Methods: Women were recruited between January 1995 and July 1998 in three antenatal clinics where counselling and HIV testing services had been established in the context of a trial evaluating a short course of zidovudine to reduce mother to child transmission of HIV (ANRS 049 trial). Sociodemographic variables were collected during HIV pretest counselling sessions. Syphilis diagnosis was considered when serum was positive with both rapid plasma reagin and Treponema pallidum haemagglutination assay (TPHA) tests.

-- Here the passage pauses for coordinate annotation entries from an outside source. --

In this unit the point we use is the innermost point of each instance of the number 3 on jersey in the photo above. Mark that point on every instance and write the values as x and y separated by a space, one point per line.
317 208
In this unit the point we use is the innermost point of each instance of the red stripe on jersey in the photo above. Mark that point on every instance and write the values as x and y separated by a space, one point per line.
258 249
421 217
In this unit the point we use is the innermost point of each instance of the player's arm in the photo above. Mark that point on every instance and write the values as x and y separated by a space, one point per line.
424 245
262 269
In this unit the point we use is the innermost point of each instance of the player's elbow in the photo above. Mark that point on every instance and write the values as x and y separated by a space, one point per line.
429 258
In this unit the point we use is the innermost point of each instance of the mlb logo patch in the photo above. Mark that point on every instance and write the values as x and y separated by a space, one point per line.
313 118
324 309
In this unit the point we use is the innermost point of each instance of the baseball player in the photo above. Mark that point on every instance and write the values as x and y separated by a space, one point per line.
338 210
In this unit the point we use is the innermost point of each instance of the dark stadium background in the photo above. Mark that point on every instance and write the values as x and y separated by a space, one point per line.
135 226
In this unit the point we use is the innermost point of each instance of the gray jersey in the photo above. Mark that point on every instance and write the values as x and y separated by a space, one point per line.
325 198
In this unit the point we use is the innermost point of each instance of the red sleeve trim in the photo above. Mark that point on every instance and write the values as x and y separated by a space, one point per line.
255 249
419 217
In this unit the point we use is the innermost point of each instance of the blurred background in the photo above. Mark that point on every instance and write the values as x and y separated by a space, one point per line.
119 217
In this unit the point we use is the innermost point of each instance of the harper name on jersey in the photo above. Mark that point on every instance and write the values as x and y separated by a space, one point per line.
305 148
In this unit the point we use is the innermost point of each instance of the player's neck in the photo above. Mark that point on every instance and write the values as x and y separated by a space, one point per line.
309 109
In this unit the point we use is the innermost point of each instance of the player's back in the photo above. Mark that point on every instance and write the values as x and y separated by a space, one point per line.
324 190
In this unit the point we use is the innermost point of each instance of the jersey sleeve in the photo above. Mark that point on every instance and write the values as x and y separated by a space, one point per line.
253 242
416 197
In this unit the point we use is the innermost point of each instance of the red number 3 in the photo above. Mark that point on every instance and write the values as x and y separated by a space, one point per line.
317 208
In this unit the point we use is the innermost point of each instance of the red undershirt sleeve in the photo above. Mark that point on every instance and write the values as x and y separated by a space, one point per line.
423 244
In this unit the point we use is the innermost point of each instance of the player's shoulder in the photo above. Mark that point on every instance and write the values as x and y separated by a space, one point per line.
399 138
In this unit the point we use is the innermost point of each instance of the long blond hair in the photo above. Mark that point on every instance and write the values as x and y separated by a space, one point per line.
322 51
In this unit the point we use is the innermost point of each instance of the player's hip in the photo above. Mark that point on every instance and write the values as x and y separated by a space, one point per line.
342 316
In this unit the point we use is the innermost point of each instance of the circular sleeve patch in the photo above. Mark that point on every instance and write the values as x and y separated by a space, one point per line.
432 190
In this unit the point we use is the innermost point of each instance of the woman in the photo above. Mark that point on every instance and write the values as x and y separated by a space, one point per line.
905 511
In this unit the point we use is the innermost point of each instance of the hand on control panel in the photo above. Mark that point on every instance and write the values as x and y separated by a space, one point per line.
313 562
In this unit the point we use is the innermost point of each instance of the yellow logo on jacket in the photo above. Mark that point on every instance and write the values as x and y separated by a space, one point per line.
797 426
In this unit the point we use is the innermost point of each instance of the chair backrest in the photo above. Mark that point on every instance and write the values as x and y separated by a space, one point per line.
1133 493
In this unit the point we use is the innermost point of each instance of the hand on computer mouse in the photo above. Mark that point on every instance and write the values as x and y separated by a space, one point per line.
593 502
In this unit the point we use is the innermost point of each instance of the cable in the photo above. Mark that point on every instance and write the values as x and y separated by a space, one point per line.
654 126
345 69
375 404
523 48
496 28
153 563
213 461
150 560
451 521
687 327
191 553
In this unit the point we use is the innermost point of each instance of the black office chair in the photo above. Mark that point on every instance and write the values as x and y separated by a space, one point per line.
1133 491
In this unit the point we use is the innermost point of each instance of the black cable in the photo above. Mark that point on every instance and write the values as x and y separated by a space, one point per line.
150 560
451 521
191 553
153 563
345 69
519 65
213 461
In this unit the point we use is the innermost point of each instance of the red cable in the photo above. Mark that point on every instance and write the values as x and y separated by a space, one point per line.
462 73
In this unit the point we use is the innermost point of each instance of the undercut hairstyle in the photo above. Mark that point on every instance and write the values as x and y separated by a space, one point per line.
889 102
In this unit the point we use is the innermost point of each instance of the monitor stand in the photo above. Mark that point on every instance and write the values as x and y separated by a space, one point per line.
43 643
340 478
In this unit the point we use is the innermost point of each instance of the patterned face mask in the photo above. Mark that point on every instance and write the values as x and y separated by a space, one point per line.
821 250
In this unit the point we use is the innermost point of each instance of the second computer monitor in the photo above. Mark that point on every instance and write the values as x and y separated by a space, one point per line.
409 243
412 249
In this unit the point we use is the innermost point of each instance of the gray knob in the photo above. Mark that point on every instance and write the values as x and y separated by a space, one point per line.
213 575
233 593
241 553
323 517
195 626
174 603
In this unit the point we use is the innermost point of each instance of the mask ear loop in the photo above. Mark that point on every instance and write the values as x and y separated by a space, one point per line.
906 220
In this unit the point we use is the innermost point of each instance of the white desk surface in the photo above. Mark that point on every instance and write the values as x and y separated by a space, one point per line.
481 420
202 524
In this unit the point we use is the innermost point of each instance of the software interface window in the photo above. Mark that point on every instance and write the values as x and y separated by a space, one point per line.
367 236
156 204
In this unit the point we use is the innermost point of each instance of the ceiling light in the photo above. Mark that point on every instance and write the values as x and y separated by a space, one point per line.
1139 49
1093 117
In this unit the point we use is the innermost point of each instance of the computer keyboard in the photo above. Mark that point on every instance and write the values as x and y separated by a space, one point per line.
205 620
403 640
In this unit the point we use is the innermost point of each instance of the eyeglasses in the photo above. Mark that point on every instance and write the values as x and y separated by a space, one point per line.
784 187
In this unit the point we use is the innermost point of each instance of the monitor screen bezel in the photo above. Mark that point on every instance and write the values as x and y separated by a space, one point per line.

Results: Overall, 10 980 pregnant women were screened. Syphilis seroprevalence was 0.24% (95% confidence interval (CI): 0.15–0.35) without changes over time. HIV prevalence was 8.8% (CI: 8.3–9.3). In a multivariable analysis, having casual sex partners (odds ratio (OR) = 4.48; CI: 1.62–12.38), being HIV seropositive (OR = 2.62; CI: 1.02–6.74), and being illiterate (OR = 3.78; CI: 1.24–11.48) were independent risk factors for syphilis infection.
Conclusions: This study suggests low syphilis seroprevalence in this city of Burkina Faso. Sexually transmitted disease programmes should be reinforced to offer free access to syphilis screening and treatment in order to eliminate this disease, in coordination with HIV prevention and care.